Il giovane rimase in silenzio, sondando la mente di Lily, scrutando gli occhi verdi un po’ agitati, velati di tristezza.

“C’è qualcosa che non va .... Tua sorella, per caso? Ha ancora fatto qualcosa?” sibilò un po’ rabbioso.

Lily lo prese per mano. “No, cioè ... Ecco, non proprio. Penso spesso a ... Al nostro rapporto. Lei è gelosa, è invidiosa, ma ... Ma a me spiace tanto che sia così cattiva nei miei confronti. E’ ... E’ sempre mia sorella, lei.”. 

Sev le cinse le spalle con un braccio e le fece appoggiare la testa sulla sua spalla.

“Lily, dimmi tutto, ma davvero tutto. Sei turbata. A volte vedo che non dormi la notte ... Adesso ... Adesso che ... Uhm ...” non aveva mai pronunciato quelle parole, le aveva semplicemente sognate nei suoi sogni più folli. Tacque un secondo e prese la sicurezza necessaria per pronunciarle. 

“Sì, adesso che stiamo assieme, voglio aiutarti ancora di più, voglio starti vicino ancora di più”.

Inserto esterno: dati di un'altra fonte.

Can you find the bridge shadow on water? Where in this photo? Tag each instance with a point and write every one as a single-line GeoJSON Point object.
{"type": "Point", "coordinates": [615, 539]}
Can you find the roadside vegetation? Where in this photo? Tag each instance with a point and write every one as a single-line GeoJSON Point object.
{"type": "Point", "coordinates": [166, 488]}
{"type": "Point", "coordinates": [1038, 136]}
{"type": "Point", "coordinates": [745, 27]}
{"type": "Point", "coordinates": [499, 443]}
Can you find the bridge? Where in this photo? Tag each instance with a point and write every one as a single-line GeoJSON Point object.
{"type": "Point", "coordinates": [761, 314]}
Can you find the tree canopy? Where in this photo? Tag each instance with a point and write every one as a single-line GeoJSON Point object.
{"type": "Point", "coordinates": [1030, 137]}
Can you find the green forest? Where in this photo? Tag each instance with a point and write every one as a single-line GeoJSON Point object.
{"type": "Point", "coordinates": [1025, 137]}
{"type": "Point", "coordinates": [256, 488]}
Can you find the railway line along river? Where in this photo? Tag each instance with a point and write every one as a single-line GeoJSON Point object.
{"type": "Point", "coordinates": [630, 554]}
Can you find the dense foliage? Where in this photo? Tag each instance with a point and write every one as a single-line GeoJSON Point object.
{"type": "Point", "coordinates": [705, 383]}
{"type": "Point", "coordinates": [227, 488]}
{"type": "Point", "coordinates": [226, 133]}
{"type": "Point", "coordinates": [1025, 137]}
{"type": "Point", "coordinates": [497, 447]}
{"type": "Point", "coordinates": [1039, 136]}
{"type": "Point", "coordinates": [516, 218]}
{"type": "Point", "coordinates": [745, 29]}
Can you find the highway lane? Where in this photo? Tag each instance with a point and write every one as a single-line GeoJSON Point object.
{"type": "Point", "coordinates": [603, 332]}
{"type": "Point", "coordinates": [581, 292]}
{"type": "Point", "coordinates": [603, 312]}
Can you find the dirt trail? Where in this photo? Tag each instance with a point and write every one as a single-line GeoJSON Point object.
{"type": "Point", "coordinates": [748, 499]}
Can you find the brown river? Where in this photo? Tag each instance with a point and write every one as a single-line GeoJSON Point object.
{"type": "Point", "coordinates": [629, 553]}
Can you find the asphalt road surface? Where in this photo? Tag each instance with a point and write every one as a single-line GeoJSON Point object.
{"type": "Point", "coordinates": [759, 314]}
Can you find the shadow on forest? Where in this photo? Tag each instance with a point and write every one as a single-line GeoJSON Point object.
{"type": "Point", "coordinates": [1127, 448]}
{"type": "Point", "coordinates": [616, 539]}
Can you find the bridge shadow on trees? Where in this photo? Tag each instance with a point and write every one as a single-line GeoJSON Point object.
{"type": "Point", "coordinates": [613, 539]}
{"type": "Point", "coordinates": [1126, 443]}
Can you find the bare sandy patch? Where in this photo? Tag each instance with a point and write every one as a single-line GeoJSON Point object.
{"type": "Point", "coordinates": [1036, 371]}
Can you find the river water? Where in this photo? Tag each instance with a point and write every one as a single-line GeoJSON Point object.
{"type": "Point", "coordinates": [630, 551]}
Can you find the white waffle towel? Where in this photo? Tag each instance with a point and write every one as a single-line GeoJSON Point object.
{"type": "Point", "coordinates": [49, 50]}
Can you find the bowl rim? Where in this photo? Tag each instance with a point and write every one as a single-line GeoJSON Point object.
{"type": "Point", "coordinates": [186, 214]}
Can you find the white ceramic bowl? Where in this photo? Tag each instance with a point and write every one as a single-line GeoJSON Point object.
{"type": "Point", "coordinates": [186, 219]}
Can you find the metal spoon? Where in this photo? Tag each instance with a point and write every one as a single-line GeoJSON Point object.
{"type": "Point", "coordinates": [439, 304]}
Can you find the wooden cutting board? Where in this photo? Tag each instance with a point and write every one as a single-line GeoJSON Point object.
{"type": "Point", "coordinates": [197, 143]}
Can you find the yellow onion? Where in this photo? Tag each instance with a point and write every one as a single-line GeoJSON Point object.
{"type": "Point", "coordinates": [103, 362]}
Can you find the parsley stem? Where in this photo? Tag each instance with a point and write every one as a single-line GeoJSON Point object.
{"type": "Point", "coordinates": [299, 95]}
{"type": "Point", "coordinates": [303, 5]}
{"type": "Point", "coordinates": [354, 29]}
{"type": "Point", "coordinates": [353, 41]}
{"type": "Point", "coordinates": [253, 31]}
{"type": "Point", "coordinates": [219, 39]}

Lily era rimasta un po’ contratta, ma si rilassò e si lasciò sfuggire un lungo sospiro. Sev la prese sulle ginocchia e le cinse la vita con le braccia. Vuotò il sacco, bisbigliando, sussurrando, a volte non controllando per nulla il tono di voce. Gesticolò, si arrabbiò, pianse, e rise quando Sev le diede qualche bacio sulle guance un po’ rigate dalle lacrime, un po’ arrossate dallo sfogo e dalle emozioni. Lui rimaneva serio, in silenzio. Talvolta annuiva, altre volte la esortava ad andare avanti. Era un buon ascoltatore, più che un buon oratore. Leggeva più la mente, i gesti, le espressioni facciali. In questo era diverso da Lily, diversissimo. 

 

Persero la cognizione del tempo, la candela di cera si consumò, fino a diventare una pozza informe ed ustionante. Lily diventava sempre più leggera e spensierata, gli occhi tornavano a risplendere sereni. Si ritrovarono sdraiati l’uno accanto all’altra. Si presero per mano, con la ragazza che parlava sempre più lentamente, dicendo cose senza un filo logico, oramai nel mondo dei sogni. Crollarono addormentati, teneramente aggrovigliati.